Der Rucksack in Kierans Händen war nicht besonders groß.
Wäre er es gewesen, hätte er nicht so gut im Rumpf der Leiche versteckt bleiben können.
Der Rucksack war nur so groß wie ein normaler Schulranzen und bestand aus zwei Reißverschlüssen und zwei Taschen, die ihn in Vorder- und Rückseite unterteilten.
Unfähig, sich zurückzuhalten, öffnete Kieran die beiden Reißverschlüsse.
Der Inhalt war enttäuschend.
Drei Dosen, eine Flasche mit destilliertem Wasser und ein altes Buch. Das entsprach definitiv nicht Kierans Erwartungen an Geld und Ausrüstung im Spiel.

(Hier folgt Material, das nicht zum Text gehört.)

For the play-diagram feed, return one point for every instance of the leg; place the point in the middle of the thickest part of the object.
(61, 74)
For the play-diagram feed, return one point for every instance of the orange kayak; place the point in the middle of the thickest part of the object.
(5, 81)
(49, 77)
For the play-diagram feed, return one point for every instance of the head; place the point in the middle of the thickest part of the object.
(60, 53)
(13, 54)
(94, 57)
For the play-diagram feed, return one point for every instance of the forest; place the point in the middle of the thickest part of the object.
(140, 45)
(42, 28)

Aber dann wurde ihm wieder etwas klar.
Obwohl er sich in einem hundertprozentig realistischen Untergrundspiel befand, galten immer noch einige Spielregeln, und er befand sich im ersten Dungeon, was nach den normalen Spielrichtlinien bedeutete, dass er sich im Dorf der Anfänger befand.
Offensichtlich war es nicht möglich, im Dorf der Anfänger gute Ausrüstung zu bekommen.

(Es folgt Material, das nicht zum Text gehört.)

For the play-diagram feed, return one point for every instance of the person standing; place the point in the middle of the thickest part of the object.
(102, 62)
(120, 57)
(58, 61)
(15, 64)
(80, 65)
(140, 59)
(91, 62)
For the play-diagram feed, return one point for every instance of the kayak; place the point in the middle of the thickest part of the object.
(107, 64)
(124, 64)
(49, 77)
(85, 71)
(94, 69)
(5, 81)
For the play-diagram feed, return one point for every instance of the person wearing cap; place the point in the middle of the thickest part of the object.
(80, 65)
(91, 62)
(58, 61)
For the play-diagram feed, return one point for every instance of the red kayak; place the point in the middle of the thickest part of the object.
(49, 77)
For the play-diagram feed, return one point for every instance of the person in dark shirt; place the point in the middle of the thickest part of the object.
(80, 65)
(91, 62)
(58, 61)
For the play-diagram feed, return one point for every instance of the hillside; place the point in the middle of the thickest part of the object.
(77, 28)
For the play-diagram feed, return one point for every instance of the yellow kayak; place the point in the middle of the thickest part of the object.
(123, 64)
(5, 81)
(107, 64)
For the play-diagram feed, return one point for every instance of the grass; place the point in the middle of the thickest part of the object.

Er atmete aus und sah sich an, was er erworben hatte.
[Name: Dose]
[Typ: Nahrung]
[Seltenheit: Common]
[Eigenschaften: Stellt 25 HP und 50 Ausdauer innerhalb von 1 Minute wieder her]
[Effekt: Keiner]
[Kann außerhalb des Kerkers mitgenommen werden: Ja]

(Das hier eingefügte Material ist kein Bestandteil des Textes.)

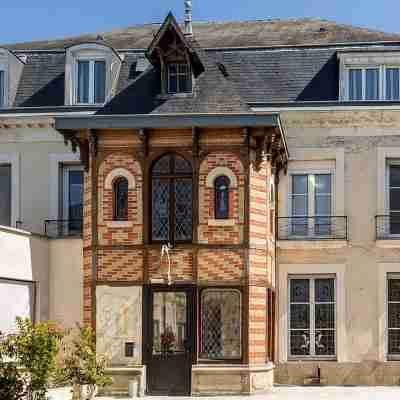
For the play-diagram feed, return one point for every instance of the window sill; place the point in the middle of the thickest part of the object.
(221, 222)
(388, 243)
(312, 244)
(119, 224)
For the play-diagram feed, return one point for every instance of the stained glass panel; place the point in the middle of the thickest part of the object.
(160, 210)
(221, 324)
(183, 209)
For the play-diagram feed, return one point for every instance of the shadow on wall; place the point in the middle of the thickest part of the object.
(324, 85)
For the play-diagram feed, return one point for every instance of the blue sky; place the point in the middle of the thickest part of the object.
(25, 20)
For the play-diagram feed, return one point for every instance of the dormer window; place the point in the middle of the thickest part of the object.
(91, 88)
(179, 78)
(2, 89)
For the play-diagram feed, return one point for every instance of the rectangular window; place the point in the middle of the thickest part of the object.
(73, 199)
(392, 84)
(179, 78)
(5, 194)
(91, 88)
(355, 84)
(393, 323)
(311, 196)
(394, 199)
(2, 89)
(221, 322)
(312, 317)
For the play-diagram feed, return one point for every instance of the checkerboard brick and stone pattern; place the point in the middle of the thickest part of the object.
(181, 265)
(120, 266)
(221, 267)
(111, 235)
(217, 232)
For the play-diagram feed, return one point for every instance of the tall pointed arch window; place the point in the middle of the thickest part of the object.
(221, 195)
(121, 187)
(172, 197)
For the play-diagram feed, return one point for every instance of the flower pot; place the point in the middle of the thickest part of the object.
(84, 392)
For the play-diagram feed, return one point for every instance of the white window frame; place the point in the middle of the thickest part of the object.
(382, 80)
(189, 74)
(312, 304)
(311, 196)
(91, 59)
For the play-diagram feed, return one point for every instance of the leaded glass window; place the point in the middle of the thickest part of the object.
(121, 199)
(172, 198)
(312, 322)
(220, 324)
(393, 322)
(221, 194)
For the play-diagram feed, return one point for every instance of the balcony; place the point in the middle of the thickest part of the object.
(63, 228)
(388, 226)
(314, 229)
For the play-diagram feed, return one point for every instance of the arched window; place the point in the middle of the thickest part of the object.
(221, 190)
(171, 181)
(120, 188)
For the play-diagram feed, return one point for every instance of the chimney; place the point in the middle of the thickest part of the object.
(188, 18)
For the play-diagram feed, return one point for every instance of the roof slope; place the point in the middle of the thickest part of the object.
(263, 33)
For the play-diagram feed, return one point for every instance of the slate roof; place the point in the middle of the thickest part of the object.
(253, 75)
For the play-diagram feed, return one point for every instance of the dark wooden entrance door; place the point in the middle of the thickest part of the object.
(170, 345)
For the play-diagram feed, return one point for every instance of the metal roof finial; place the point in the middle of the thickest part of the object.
(188, 18)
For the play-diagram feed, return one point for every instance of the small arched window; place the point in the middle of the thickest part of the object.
(221, 190)
(120, 187)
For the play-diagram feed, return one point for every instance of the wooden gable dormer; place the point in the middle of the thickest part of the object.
(174, 55)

[Bemerkung: Kann verhindern, dass man verhungert; schmeckt besser, wenn es heiß serviert wird]
.....
[Name: Destilliertes Wasser]
[Typ: Nahrung]
[Seltenheit: Common]
[Eigenschaften: Stellt innerhalb von 1 Minute 10 HP und 20 Ausdauer wieder her]
[Effekt: Keiner]
[Kann außerhalb des Kerkers mitgenommen werden: Ja]
[Anmerkung: Es gibt mehr Verwendungsmöglichkeiten als man denkt!]
Als Kierans Finger die Dose und die Flasche mit destilliertem Wasser berührte, erschienen all diese Informationen in seinem Blickfeld. Es machte keinen großen Unterschied, da er das meiste davon bereits wusste.
Er richtete seine Aufmerksamkeit auf das alte Buch.
Als er es berührte, öffnete sich ein Nachrichtenfenster.
[Name: Dell's Diary]
[Typ: Buch]
[Seltenheit: Beschädigt]
[Attribute: Keine]
[Effekt: Keiner]
[Kann außerhalb des Kerkers gebracht werden: Nein]
[Bemerkung: Es stimmt, der Kerl hat sich nur zufällige Notizen in einem Buch gemacht! Ihr könnt trotzdem versuchen, es zu lesen!]
Kieran schlug unbewusst das alte Buch auf. Die Handschrift war grob und unordentlich, und viele Seiten waren mit Schmutz bedeckt, was es im Grunde unlesbar machte.
Daher war der Inhalt des Tagebuchs nur schwer zu entziffern.
21. Oktober, bewölkt
Der Krieg dauert nun schon seit vier Monaten an. Lebensmittel, Wasser und Medikamente gehen zur Neige. Gelegentlich werden Schüsse abgefeuert. Zum Glück haben die Rebellen aufgehört, Tag und Nacht zu suchen. Sie patrouillieren nur noch tagsüber und kehren dann in ihre Basis zurück. Am schlimmsten sind die Verbrecher, die nur nachts überfallen, wie Heuschrecken durch die Stadt ziehen und alles ausrauben, was sie sehen.
27. Oktober, sonnig
Verdammt, ich bin von einem Ganoven ausgeraubt worden. Die einzigen Konserven und das Wasser, das ich noch hatte, sind alle weg, von diesem Schurken weggenommen. Was soll ich jetzt tun?
29. Oktober, bewölkt
Nein, ich kann nicht weiter auf ein Wunder warten. Ich muss etwas tun, solange ich noch die Kraft dazu habe!
1. November, sonnig
Hahaha, das Glück ist wirklich auf meiner Seite! Ich habe den Jackpot geknackt! Ich habe nicht nur Essen gefunden, sondern sogar Waffen! Bitte nennt mich von nun an Dell der Glückliche!
11. November, Sonnig
Dell der Glückliche geht wieder los! Auch dieses Mal wird es fruchtbar sein!
....
Das Tagebuch blieb dort abrupt stehen.
Offensichtlich hatte der Kerl doch nicht so viel Glück gehabt, wie er dachte.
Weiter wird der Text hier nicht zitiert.